Yang Dirindukan Bab 8
By Chusnianti
Kebahagiaan yang baru saja dia
rasakan harus ia relakan untuk pergi. Orang yang dia cintai dan sayangi karena
Allah kini telah berpulang kepada Sang Ilahi.
Pelukan hangat yang biasa dia
rasakan kini telah sirna. Orang yang selalu menasihati, membimbing,
menyemangati dan menyayanginya kini harus ia relakan pergi.
Dia selalu berusaha untuk ikhlas,
bahwa semua yang terjadi adalah rencana dari Allah. Dan dibalik kesedihan pasti
ada kebahagiaan.
Yang bisa dia lakukan saat ini
hanyalah bertawakal dan mendokan ia yang telah berpulang supaya diampuni
dosa-dosanya dan diberikan bagian surga oleh Allah.
Dia tidak boleh putus asa.
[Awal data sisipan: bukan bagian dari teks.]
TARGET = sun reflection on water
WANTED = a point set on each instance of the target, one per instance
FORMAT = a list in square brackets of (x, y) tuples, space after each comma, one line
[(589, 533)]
Masih
ada seorang anak yang sangat membutuhkan kasih sayangnya.
Bagaimanapun caranya, dia akan selalu
berusaha. Allah tidak akan mungkin mencoba hambanya diluar kemampuan hamba itu
sendiri.
Masih teringat jelas di benaknya
akan firman Allah, "Sesungguhnya dibalik kesulitan itu pasti ada
kemudahan."
Di depan semua orang dia berusaha
tersenyum. Apapun yang ia hadapi dia selalu tersenyum. Masih teringat jelas
dalam benaknya apa yang terjadi satu minggu yang lalu. Bahkan setiap
mengingatnya, pelukan dari orang yang terkasih itu terasa nyata.
Jodha dan Irul tertidur saling berpelukan setelah
menunaikan ibadah suami istri. Entah ini nyata atau hanya perasaan Jodha saja,
bahwa Irul malam ini terasa lebih luar biasa daripada biasanya.
Mereka berdua selalu bertukar pikiran setiap malam.
Karena di malam harilah waktu meteka bisa bersantai.
"Bagaimana perkembangan Arif, Bunda?" tanya
Irul.
"Alhamdulillah di usia 14 bulan ini Arif sudah mulai
lancar berbiacara, Yah," jawab Jodha.
Irul semakin mengeratkan pelukannya pada Jodha...
"Tidak terasa ya kita bersama sebagai seami istri selama 2 tahun. Padahal rasanya
belum lama Dika mengenalkan kita berdua."
Jodha tersenyum dalam pelukan Irul. Dia merasa sangat
damai dalam pelukan kekasih halalnya.
"Bunda..."
"Iya, Yah..." timpal Jodha.
"Ku kira sudah tidur. Habisnya Bunda nggak jawab
ucapan Ayah."
Bunda sedikit menggeliat dalam pelukan Irul untuk mencari
posisi yang lebih nyaman... "Hemmm... Dika.. ya.. Melalui Dikalah kita
bisa saling mengenal. Dika adalah sahabat pertamaku saat di Surakarta. Melalui
dia juga aku mendapatkan motivasi-motivasi kehidupan. Dan ternyata sepupunya
Dika juga memberikan aku banyak memberikan aku banyak motivasi setelah
kepergian Dika," ucap Jodha dengan sendu.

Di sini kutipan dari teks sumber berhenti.